HOLY FUCKING SHIT - WE'VE IMAGINED OURSELVES BACK IN TIME 20 YEARS

No pictures today, but even better news. Right now we're in Transnistria, a breakaway republic in the east of Moldova. Since no other countries recognize it as a country, it technically doesn't exist, so we aren't really anywhere. Well, Russia doesn't recognize it but they have troops stationed here to keep the evil capitalists out. So thus it sits here, not existing, but very real nonetheless--complete with its own currency, president, government, police force, military, and, most importantly, border checkpoints.

The president is named Igor Smirnov (yes, "Igor Smirnov"), and true to dictator cauture, dude's got some badass facial hair.



Our first attempt to enter lovely Trandnisteria was yesterday, at the main road from Chisinau (the real Moldovan capital) to Tiraspol (the fake Transdnisterian capital). At the border we were searched, then detained for about 45 minutes while the border guards attempted to extract a bribe from us. And then when we tried to bribe them, and they refused our Moldovan money and insisted on dollars. We had already told them we had no dollars (which was a lie), so they finally requested 400 Moldovan Lei (about 30 dollars). Then they withdrew that request when their boss walked in. Much fun was had, but they told us we had to return to Chisinau and put us off at the side of the road. This whole detaining lasted about one hour. We called the American Consulate, who described them as thugs, and said that we could just walk across the boarder if we wanted, since Transdnisteria does not exist. But he advised against it, for our own safety, he said. He also said the best thing to do was wait a couple of days, or just try to cross at another border. The Moldovian border guard on the real Moldovan side said we should just walk around the border, through the nearby vineyards.

Then I started snapping pictures of the border. The Transnistrians, who do not exist, didn't think this was funny, and crossed over to the Moldovan side to harass us some more. The Moldovan border guards cannot cross to the Trandsnistrian side, like at a normal border, but the Transdnistrian guards can, since Moldova considers them to be normal Moldovans. By the time he got to me I had erased the pictures, so he probably felt really stupid when I went through all the pictures and he saw shit. Haha, fucking loser. You work for a country that doesn't exist.

So today we crossed at a different point. No problems. We got to Tiraspol, and it's fucking hilarious. We had to go register our visas with the police, which was hilarious as well. Think thirty people trying to push through a single door, cash receipts from GazPromBank, and black-eyed Russians looking over your shoulder.

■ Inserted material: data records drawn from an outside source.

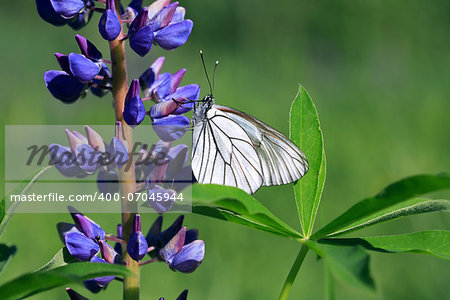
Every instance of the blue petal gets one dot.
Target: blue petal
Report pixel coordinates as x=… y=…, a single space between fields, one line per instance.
x=137 y=246
x=63 y=86
x=67 y=8
x=87 y=48
x=174 y=246
x=117 y=153
x=174 y=35
x=190 y=257
x=171 y=128
x=189 y=92
x=167 y=201
x=83 y=68
x=88 y=227
x=47 y=12
x=191 y=235
x=102 y=281
x=80 y=246
x=170 y=232
x=64 y=160
x=83 y=18
x=141 y=42
x=177 y=159
x=183 y=295
x=164 y=16
x=109 y=25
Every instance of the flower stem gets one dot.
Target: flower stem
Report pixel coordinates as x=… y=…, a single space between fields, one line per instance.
x=127 y=176
x=293 y=273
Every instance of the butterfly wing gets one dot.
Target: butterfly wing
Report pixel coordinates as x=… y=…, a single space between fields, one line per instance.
x=281 y=160
x=223 y=153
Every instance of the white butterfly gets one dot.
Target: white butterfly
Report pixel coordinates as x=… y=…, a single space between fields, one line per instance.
x=235 y=149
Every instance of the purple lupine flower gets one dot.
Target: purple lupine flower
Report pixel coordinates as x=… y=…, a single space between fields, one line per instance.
x=178 y=247
x=181 y=256
x=84 y=241
x=109 y=25
x=47 y=13
x=79 y=71
x=151 y=78
x=83 y=17
x=134 y=111
x=63 y=86
x=166 y=28
x=137 y=246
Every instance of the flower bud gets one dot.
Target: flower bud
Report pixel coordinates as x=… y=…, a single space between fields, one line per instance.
x=171 y=128
x=117 y=153
x=173 y=246
x=91 y=229
x=109 y=25
x=108 y=253
x=189 y=258
x=47 y=13
x=137 y=246
x=104 y=280
x=134 y=111
x=63 y=86
x=83 y=68
x=174 y=35
x=67 y=8
x=87 y=48
x=94 y=139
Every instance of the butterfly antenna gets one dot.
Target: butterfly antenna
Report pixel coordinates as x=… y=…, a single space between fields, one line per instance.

For some real red and yellow laffs, take a look at the government website. OMFG. LOL.

Tomorrow we take some pictures of Soviet style shit and head back to Chisinau. In the meantime, we are in Oz. It only exists if you belive in it.

5 Comments:

At 8:16 PM, Anonymous sass! said...

"...is more socially cohesive and economically vibrant than its larger neighbour [Moldova] – a failed state if ever there was one. Much of the reason for the divergence in living standards is that the Pridnestrovians have followed a more cautious approach to economic liberalization keeping many of the social benefits that existed under Communism. Compared with its neighbor, Pridnestrovie is like the Riviera. In fact, in the past three years the capital, Tiraspol, has been spruced up — even its infamous pavements are in the process of being re-laid; new shops and restaurants have opened. And, unlike most other post-Soviet societies, local restaurants and bars are affordable to locals."

 
At 3:18 AM, Anonymous Anonymous said...

BE CAREFUL!

love, mom

 
At 4:28 AM, Anonymous Anonymous said...

wow, such wonders in the thrid world, good luck and be well. Where you going to next?

 
At 5:58 AM, Anonymous Anonymous said...

they will destroy you

 
At 11:57 AM, Anonymous Anonymous said...

And, unlike most other post-Soviet societies, local restaurants and bars are affordable to locals."

That's some quality bullshit.

They tried to "Western" us last night at a restaurant Mike slav-argued them out of that overcharge, and then tipped what they overcharged us, because, well, they're "poor" here.